Todos los ciudadanos deberían tener un entendimiento activo del entorno construido, independientemente de la edad, ocupación o formación. Cada uno de nosotros deberá tomar, en algún momento de su vida, una postura en torno a temas relacionados con el medio que nos rodea y, por tanto, tener una opinión sobre la calidad de nuestras propias vidas y las de los demás

Suvi Lindén, ministra de Cultura de Finlandia (1999-2002)

arqutectura-infancia3Imagen perteneciente a los talleres organizados por el colectivo Maushaus

En los meses de mayo y julio de 2014 tuvieron lugar dos encuentros sobre arquitectura e infancia en Madrid y Barcelona. El primero de ellos coincidió con la exposición Playgrounds. Reinventar la plaza en el Centro de Arte Reina Sofía, y el segundo con la celebración del encuentro de Arquitecturas Colectivas BCN 2014 La ciudad no se vende, se vive. Como resultado se ha elaborado este Manifiesto sobre educación, arquitectura e infancia.

… ¿Y por qué nos interesa a nosotros: emoCreativos?… pues porque pone en valor aquellas fortalezas y cualidades que queremos para los niños de hoy: niños curiosos e inquietos, críticos y autónomos, que investiguen, experimenten, pregunten, desmonten certezas y construyan soluciones.

Porque los niños pertenecen a una familia, a un grupo, a una escuela pero también a un lugar. Un lugar que les “educa” y que les interpela, del que respiran y que les reclama su participación.

Manifiesto sobre educación, arquitectura e infancia

1. Respetar la cultura de la infancia, su tiempo, su ritmo

Vosotros tenéis relojes, nosotros tenemos tiempo… Moussa Ag Assarid

Respetar el ritmo de los niños, adaptando el tiempo del adulto al del niño para favorecer el desarrollo de sus capacidades. Dar tiempo para que puedan experimentar y descubrir su entorno. Permitir la pérdida del tiempo en lugar de organizarles de forma rígida su tiempo.

2. Generar curiosidad, estimular ingenios y desmontar certezas

 Siempre que enseñes, enseña también a dudar de lo que enseñas… José Ortega y Gasset

Trabajar con el objetivo de desmontar certezas, generar curiosidad, estimular ingenios y provocar ganas de investigar y experimentar, aspirar a formar personas observadoras, inquietas y críticas.

3. Formar personas observadoras, inquietas y críticas

 La clave de la educación no es enseñar, es despertar… Ernest Renan

Formar a los niños en principios básicos arquitectónicos, no con objeto de que sean arquitectos, sino con la idea de que se conviertan en usuarios formados y críticos con el medio construido que les rodea.

Favorecer por parte de los niños el conocimiento del entorno urbano en el que viven, su comprensión del mismo y posibilitar así una relación afectiva con él a través de análisis y propuestas.

4. Poner en marcha dinámicas lúdicas, participativas, experimentales y transdisciplinares

 Explícame y olvidaré. Enséñame y quizás recordaré. Implícame y entenderé… Confucio

Divulgar el conocimiento del entorno construido, la arquitectura y la ciudad desde dinámicas lúdicas, de participación y de experimentación.

Proponer actividades en equipo y pluridisciplinares, con el objetivo de compartir conocimientos y experiencias.

Educar a través del arte, considerando la arquitectura como una parte del mismo, fomentando la creatividad, la curiosidad y la educación plástica. La arquitectura permite además una lectura espacial y el acercamiento a sus formas de representación.
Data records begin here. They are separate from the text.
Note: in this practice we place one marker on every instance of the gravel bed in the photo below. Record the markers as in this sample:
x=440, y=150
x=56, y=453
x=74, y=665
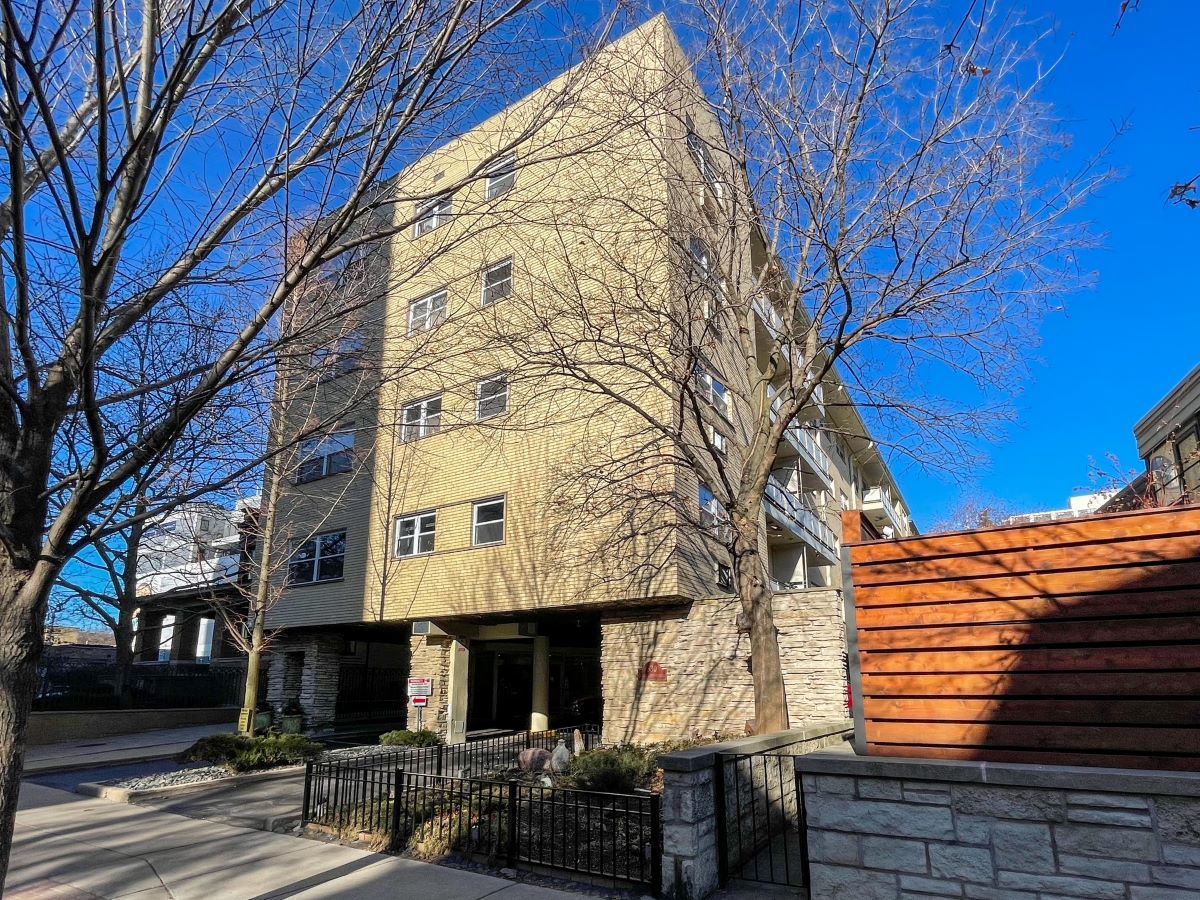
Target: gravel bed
x=198, y=774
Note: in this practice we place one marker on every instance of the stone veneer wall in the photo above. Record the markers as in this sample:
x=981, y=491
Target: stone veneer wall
x=317, y=678
x=706, y=661
x=689, y=804
x=887, y=828
x=430, y=658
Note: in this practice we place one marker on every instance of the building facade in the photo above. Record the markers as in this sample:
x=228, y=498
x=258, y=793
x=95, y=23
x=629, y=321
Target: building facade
x=191, y=562
x=537, y=406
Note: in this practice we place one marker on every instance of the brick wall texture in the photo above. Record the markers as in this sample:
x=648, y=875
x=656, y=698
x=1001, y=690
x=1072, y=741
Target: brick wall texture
x=885, y=839
x=705, y=661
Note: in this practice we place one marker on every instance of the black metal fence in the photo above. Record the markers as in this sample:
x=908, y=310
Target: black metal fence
x=433, y=801
x=611, y=837
x=370, y=694
x=760, y=820
x=149, y=687
x=340, y=795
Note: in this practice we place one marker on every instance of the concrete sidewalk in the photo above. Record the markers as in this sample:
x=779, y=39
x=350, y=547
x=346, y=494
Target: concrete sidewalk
x=72, y=849
x=88, y=753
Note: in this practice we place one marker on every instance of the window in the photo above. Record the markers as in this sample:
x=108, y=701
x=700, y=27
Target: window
x=703, y=159
x=497, y=281
x=341, y=358
x=415, y=534
x=322, y=558
x=502, y=175
x=705, y=270
x=330, y=455
x=712, y=390
x=709, y=509
x=421, y=418
x=724, y=577
x=492, y=397
x=489, y=522
x=427, y=313
x=701, y=258
x=719, y=441
x=431, y=215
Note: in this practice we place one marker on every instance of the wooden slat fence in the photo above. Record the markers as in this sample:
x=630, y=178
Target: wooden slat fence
x=1073, y=642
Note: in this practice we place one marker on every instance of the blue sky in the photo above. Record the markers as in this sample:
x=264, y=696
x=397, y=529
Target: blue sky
x=1121, y=345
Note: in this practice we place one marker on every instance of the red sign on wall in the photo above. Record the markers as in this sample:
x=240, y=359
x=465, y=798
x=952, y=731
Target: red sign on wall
x=652, y=672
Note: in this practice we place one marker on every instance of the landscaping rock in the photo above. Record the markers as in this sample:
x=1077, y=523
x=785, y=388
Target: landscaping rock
x=561, y=760
x=534, y=759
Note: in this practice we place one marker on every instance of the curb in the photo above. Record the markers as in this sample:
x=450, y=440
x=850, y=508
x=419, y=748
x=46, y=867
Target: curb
x=126, y=795
x=77, y=766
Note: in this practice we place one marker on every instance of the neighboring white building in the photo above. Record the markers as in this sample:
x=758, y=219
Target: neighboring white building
x=1079, y=507
x=196, y=545
x=187, y=559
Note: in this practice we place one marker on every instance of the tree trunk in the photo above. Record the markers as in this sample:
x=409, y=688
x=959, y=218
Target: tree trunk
x=23, y=601
x=124, y=661
x=754, y=591
x=253, y=664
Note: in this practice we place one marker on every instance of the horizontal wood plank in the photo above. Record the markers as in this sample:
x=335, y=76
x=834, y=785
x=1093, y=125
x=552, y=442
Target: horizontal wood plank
x=1027, y=635
x=1056, y=585
x=1071, y=659
x=1037, y=737
x=1144, y=551
x=1044, y=757
x=1032, y=609
x=1032, y=684
x=1119, y=526
x=1057, y=709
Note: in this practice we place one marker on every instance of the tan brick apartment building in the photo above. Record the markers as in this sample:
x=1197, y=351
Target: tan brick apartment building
x=493, y=515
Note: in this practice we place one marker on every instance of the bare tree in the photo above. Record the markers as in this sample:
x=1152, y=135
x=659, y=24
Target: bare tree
x=162, y=151
x=863, y=216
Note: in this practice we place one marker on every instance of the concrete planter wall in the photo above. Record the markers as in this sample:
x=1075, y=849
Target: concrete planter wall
x=887, y=828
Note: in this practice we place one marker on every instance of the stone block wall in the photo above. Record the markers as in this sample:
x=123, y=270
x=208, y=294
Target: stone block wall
x=430, y=658
x=306, y=666
x=701, y=666
x=885, y=829
x=690, y=864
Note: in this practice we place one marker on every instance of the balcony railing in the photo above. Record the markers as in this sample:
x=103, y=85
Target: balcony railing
x=881, y=510
x=805, y=442
x=803, y=519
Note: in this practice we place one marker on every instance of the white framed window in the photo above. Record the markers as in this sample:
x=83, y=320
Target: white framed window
x=417, y=534
x=487, y=522
x=719, y=441
x=703, y=160
x=502, y=175
x=497, y=282
x=321, y=558
x=713, y=390
x=322, y=457
x=492, y=397
x=724, y=576
x=431, y=215
x=427, y=313
x=421, y=418
x=701, y=257
x=342, y=357
x=709, y=509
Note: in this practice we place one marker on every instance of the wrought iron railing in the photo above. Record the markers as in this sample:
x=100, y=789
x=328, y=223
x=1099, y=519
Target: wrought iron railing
x=420, y=798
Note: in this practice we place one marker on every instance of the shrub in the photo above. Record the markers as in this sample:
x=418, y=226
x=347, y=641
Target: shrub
x=617, y=769
x=241, y=753
x=411, y=738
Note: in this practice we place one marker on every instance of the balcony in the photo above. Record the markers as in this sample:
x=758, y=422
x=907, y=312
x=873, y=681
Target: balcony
x=768, y=315
x=881, y=511
x=801, y=521
x=814, y=460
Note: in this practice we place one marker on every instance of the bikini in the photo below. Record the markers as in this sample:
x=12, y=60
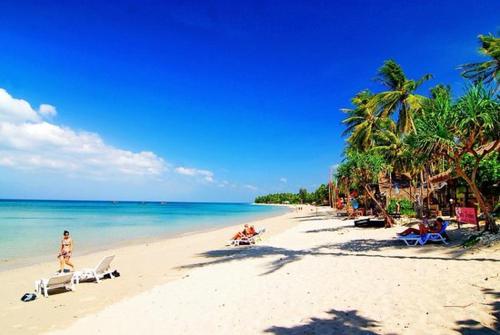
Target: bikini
x=65, y=244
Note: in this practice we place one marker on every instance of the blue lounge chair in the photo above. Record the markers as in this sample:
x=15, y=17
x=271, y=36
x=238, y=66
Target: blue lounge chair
x=414, y=239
5. Educar desde el ejemplo

 Sólo hay una educación, y es el ejemplo… Gustav Mahler

Dar a conocer el patrimonio arquitectónico contemporáneo y pasado a través de visitas, talleres y todo tipo de actividades. Educar a través de ejemplos relevantes.

6. Fomentar la autonomía de los niños y su aportación en el diseño urbano

 ¿Qué es un adulto? Un niño inflado por la edad…  Simone de Beauvoir

Favorecer estrategias urbanas (recorrido escolar, playgrounds, etcétera) que potencian la autonomía del niño y permiten su desarrollo adecuado dentro de la ciudad.

Reivindicar el punto de vista de los niños en el diseño urbano, recogiendo y considerando sus opiniones y necesidades específicas.

 Firmantes del Manifiesto

Enlaces relacionados:

“I Encuentro Playgrounds de Arquitectura e Infancia en el MNCARS” (La Casa de Tomasa).

“I Encuentro de Educación de Arquitectura para Niños” (Jorge Raedó, fronterad)

“El juego, un lema ¿subversivo?” (Clara Eslava, Infans Fans, La ciudad viva)

“Estuvimos en la 2º Jornada Playgrounds: Arquitectura e Infancia en Barcelona” (Lluís Sabadell, CoCreable)

“Informe sobre educación arquitectónica para niños en España y Latinoamérica”(Jorge Raedó, fronterad)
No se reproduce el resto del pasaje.